Submitting Array Job with -t vs -J

I’m writing a job array script and have noticed there seems to be two ways to submit an array job:

#PBS -t <first_index-last_index>%number_of_active_jobs
or
#PBS -J <first_index-last_index>:index_step

In my case I’m wanting to have 10 subjobs running at the same time. I’m hoping I don’t need to setup some form of MPI to run the subjobs at the same time. I have openpbs 20.0.1 built and configured in some VM’s currently for testing. The documentation suggests -J, however -t seems to be more appropriate for my case.

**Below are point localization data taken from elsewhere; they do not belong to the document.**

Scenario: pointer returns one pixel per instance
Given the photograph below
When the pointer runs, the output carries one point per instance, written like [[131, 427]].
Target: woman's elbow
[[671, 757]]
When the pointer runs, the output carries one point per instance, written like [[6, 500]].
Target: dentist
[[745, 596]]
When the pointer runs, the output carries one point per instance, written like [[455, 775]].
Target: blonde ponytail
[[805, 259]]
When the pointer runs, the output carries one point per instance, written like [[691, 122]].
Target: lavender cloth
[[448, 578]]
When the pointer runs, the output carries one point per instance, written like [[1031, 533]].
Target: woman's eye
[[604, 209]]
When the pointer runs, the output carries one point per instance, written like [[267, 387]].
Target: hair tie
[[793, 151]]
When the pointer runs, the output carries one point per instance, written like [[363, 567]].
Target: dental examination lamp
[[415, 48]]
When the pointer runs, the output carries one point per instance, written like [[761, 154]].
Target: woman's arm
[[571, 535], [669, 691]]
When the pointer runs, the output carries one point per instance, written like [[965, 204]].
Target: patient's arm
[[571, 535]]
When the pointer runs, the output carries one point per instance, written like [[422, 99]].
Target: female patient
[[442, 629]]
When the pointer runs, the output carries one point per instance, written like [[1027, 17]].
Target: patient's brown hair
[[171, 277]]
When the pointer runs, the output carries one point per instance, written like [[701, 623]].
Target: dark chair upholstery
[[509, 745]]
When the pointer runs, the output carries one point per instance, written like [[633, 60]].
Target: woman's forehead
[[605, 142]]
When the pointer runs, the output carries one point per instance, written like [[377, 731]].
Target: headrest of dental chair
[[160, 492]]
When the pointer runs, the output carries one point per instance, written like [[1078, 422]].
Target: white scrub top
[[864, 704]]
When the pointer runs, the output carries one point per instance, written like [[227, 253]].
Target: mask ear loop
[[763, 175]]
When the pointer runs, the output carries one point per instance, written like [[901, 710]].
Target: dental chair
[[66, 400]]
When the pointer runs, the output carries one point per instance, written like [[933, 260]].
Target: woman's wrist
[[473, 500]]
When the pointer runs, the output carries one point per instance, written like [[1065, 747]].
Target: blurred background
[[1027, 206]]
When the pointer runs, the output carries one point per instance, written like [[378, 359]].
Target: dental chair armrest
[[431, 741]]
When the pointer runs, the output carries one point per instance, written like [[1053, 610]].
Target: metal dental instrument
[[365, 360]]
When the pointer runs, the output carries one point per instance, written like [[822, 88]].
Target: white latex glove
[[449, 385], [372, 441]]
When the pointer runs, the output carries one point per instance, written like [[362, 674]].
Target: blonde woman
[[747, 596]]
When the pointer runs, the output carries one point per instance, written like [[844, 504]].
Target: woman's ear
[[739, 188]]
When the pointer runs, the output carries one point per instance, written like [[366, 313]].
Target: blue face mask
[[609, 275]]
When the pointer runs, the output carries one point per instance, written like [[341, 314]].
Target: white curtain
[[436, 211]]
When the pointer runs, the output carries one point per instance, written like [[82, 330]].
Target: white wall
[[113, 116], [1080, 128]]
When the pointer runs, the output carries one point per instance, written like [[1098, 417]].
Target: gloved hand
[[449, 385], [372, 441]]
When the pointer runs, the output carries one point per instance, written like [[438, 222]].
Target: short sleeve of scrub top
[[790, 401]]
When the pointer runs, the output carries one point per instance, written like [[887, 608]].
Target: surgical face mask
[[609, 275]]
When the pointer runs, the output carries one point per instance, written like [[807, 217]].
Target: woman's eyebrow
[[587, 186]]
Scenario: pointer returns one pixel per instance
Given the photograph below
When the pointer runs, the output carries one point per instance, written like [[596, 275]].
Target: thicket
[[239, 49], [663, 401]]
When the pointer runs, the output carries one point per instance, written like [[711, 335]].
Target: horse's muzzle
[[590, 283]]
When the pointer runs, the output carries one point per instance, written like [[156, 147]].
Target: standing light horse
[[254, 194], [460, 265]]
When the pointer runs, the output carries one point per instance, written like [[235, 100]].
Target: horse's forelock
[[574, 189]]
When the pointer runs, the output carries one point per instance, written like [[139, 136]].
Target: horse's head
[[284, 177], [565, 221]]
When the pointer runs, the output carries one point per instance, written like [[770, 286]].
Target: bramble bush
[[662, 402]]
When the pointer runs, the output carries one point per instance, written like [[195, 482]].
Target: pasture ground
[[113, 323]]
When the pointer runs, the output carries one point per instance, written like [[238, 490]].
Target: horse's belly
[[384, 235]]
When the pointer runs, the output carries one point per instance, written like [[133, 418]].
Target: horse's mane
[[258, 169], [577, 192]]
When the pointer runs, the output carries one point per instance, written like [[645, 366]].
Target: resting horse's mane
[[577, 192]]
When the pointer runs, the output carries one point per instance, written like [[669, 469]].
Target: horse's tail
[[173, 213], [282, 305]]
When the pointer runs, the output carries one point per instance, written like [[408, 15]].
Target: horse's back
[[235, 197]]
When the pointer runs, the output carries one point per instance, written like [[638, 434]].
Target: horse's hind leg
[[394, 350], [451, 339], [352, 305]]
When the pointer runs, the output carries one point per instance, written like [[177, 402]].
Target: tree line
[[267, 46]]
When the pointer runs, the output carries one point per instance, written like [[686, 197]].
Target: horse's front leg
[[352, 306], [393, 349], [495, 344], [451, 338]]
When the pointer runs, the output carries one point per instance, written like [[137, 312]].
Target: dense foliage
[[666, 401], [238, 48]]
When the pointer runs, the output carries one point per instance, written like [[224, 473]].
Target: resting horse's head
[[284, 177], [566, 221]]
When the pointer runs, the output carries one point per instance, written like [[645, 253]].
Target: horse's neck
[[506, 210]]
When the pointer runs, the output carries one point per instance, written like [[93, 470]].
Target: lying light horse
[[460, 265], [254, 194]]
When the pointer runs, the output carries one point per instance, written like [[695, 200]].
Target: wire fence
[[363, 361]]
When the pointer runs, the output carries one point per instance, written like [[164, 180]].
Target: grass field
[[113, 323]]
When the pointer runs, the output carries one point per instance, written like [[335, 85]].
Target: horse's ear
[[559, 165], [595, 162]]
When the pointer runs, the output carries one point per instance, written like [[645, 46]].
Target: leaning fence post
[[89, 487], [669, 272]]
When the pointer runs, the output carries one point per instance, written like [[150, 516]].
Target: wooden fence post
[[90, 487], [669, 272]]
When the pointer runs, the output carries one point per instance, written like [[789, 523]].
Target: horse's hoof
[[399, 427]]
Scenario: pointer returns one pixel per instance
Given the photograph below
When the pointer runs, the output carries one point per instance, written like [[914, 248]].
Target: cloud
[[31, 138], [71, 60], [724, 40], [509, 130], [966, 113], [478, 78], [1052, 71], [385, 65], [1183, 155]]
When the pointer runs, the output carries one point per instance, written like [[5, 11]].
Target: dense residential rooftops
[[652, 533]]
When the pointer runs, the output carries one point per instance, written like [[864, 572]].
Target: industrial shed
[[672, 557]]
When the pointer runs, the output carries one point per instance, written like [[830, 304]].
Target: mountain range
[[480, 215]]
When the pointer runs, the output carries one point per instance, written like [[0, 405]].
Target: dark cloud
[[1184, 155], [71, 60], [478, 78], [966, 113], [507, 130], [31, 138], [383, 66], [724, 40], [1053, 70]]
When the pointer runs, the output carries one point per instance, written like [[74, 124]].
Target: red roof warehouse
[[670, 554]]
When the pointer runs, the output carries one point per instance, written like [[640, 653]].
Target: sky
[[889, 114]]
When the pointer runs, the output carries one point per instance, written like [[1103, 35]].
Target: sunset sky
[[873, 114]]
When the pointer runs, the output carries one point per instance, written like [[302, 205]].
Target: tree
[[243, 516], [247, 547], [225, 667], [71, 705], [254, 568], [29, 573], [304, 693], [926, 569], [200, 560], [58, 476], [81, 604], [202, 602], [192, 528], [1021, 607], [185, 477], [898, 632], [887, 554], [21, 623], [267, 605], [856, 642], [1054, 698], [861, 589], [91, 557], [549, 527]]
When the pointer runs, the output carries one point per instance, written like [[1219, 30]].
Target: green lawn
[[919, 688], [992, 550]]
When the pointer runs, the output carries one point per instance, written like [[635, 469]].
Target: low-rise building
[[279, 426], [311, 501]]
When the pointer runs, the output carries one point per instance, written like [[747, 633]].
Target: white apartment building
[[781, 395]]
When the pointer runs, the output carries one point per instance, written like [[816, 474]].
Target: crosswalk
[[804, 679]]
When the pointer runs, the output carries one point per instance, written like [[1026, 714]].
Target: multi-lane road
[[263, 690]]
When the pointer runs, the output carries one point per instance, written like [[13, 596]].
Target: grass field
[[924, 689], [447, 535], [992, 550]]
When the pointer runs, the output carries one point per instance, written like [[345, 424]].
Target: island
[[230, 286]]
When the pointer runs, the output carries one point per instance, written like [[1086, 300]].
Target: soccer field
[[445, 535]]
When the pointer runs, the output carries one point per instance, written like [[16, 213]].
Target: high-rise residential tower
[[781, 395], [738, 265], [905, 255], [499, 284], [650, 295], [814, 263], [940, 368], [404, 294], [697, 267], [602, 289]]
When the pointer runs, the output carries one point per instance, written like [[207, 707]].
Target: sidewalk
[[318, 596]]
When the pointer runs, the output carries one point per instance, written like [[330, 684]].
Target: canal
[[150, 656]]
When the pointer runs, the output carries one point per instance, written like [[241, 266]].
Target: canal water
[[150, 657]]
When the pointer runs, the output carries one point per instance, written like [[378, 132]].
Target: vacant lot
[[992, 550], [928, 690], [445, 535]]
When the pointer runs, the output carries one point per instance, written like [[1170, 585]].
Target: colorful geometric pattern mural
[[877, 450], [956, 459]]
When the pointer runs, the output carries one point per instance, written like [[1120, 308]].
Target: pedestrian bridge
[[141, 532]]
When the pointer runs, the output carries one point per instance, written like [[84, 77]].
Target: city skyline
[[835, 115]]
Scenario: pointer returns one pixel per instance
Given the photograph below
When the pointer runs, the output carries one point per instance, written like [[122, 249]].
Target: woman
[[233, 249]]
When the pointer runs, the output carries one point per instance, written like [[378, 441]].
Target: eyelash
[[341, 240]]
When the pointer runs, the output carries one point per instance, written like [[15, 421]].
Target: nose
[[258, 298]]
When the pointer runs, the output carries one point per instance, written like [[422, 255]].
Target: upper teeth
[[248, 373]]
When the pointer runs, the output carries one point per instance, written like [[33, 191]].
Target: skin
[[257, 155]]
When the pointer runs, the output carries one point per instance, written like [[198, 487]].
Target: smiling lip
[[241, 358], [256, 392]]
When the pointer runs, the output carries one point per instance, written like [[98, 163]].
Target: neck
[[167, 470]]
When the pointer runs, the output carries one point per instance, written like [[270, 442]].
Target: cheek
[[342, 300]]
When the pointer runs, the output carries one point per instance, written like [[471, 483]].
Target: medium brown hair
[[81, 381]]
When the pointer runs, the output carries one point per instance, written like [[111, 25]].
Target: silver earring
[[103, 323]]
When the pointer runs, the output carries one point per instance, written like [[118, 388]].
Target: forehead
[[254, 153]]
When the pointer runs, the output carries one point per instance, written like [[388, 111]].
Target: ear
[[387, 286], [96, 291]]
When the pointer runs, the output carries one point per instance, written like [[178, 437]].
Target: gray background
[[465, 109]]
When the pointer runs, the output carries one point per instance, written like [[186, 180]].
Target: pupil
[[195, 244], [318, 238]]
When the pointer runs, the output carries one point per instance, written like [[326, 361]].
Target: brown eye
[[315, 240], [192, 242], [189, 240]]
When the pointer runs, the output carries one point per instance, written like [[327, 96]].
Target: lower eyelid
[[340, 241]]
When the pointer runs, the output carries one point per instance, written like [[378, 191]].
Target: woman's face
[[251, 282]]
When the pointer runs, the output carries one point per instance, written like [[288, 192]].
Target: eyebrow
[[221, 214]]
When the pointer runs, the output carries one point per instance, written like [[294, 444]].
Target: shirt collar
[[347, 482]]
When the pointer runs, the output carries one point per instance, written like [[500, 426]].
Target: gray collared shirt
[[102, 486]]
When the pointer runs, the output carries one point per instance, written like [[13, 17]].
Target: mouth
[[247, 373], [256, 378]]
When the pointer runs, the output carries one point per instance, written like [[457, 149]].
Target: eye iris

Can I use #PBS -t to do this?

This is the correct one to use. #PBS -J or qsub -J 1-10

the correct documentation is at this link: https://www.altair.com/pdfs/pbsworks/PBSAdminGuide2020.1.pdf

Job arrays are used for embarrassingly parallel jobs. The job (subjobs) which are not dependent on each other and sometimes run for less than a couple of minutes or sometimes even seconds in some cases.
Example: monte carlo simulations, rendering of movie frames, SIMD (single instruction/application but multiple data) applications etc

qsub -J 1-10 – /bin/sleep 10 # 10 subjobs are created
qsub -J 1-10:2 – /bin/sleep 10 # odd number/indexed of subjobs are created
qsub -J 2-10:2 – /bin/sleep 10 # even number/indexed of subjobs are created

Sample script:
#!/bin/sh
#PBS -N my10subjobs
#PBS -J 1-10
echo "My job indexes " $PBS_ARRAY_INDEX
/path/to/montecarlosimulationbinary -i /project/cases/scriptlet_$PBS_ARRAY_INDEX

$qsub my10subjobs.sh

Hope this helps

Thanks. I’ve seen some examples like what you showed.

In my use case I have users running scripts over time-series data. It is true that those sub-jobs typically don’t take more than a few minutes. I’m moving to PBS from a custom-built scheduler that does run the sub-jobs parallel in batches of 10. My users have become used to that and expect the subjobs to run in parallel.

The PBSadminguide is the documentation I’ve been referring to. However, it seems common practice that people run sub-jobs of a job array in parallel with #PBS -t

What’s the reason against submitting an array job with #PBS -t ?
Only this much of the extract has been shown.